I've also been working on a table that nicely summarizes the characters of the UCS (as of 5.0). My thinking is that this table colud serve as a departure point to link to other articles (or sections of this article) discussing the various scripts and other character blocks in more detail. Wikipedia already has individaul articles covering most of the scripts of UCS (the article could use a small discussion on the UCS use of the term script too). Also, the phonetic blocks could link to articles on the IPA and other relevant articles.

However, I've also been working on drafting portions to discuss the other character blocks: symbols; unified punctuation; unified diacritics, Unihan and CJK supporting characters; compatibility characters; control and formatting characters (such as glyph variant selectors, bidi characters, joiners, non-joiners and language tag characters), surrogates; and private use code points. Compatibility characters is especially a complicated topic that could use some eleaboration. The various symbol blocks are also vary specialized and some discussion of how they're used would be helpful. To me this is the type of information that a general audience would expect from an encylopedia artilce on the UCS (in addition to the topics already covered). It might also help more techincal readers as well. There are so many basic concept surrounding UCS and Unicode that seems to escape implementors of UCS and Unicode supporting text systems.

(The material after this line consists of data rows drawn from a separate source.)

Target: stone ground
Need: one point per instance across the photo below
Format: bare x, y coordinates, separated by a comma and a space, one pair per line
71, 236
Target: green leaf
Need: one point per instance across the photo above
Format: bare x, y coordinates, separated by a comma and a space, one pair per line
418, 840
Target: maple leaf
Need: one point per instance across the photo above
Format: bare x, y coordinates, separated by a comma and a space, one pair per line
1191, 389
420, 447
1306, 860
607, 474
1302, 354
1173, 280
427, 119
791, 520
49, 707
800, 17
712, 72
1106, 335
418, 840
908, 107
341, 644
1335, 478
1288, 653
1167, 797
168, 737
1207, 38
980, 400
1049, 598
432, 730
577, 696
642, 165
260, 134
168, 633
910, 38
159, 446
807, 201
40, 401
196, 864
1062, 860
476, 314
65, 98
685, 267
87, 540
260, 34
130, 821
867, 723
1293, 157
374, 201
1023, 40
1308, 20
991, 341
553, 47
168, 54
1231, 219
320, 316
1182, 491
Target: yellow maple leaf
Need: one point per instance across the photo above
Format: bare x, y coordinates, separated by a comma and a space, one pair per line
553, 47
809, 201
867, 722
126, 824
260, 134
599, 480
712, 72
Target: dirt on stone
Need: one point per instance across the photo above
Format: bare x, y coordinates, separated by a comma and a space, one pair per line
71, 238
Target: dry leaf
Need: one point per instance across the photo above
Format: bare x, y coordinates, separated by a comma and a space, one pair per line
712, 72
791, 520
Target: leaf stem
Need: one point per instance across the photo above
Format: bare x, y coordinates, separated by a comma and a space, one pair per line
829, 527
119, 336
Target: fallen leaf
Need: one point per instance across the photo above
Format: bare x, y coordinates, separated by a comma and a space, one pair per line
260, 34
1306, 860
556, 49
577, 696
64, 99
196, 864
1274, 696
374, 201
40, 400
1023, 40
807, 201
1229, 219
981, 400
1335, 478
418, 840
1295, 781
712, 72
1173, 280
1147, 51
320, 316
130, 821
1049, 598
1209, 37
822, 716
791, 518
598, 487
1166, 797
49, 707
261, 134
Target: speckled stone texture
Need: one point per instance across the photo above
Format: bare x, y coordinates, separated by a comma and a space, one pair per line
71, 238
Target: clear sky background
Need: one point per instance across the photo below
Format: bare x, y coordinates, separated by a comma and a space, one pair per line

I'll likely post soemthing here to this duscssion page before posting it to the article. I'm still working on the formatting (I'm not that familiar with Wikimedia’s table markup, so it’s in plain old html table markup) Indexheavy 09:37, 19 April 2007 (UTC)

I now see that some of what I propose is handled in a separate article: Mapping of Unicode characters. Perhaps that article could be summarized in a section of this article. The summary table I'm preparing might fit better in that article. Indexheavy 15:10, 19 April 2007 (UTC)
I added the summary/categorized table of the UCS as I said I would. I added it to the mapping article. Anyone else is welcomed to jump in on these tasks. --Indexheavy 01:20, 25 April 2007 (UTC)

[edit] this has nothing to do with the content of the text

tried for a full five minutes to find an actual character map, to look up the Alt-code for the plus/minus sign. Couldn't link. Did get extensive, verbose, and redundant information on the history of, and subtle differences between the various UTF and ISO standards. Fascinating... but should we make these pages a QuikFix InfoBooth, or a "Jolly good read, wot?!". I'm not doing a project, I just needed a detail, and we should diversify into linked media to demonstrate the explanations and classifications given by the parent article.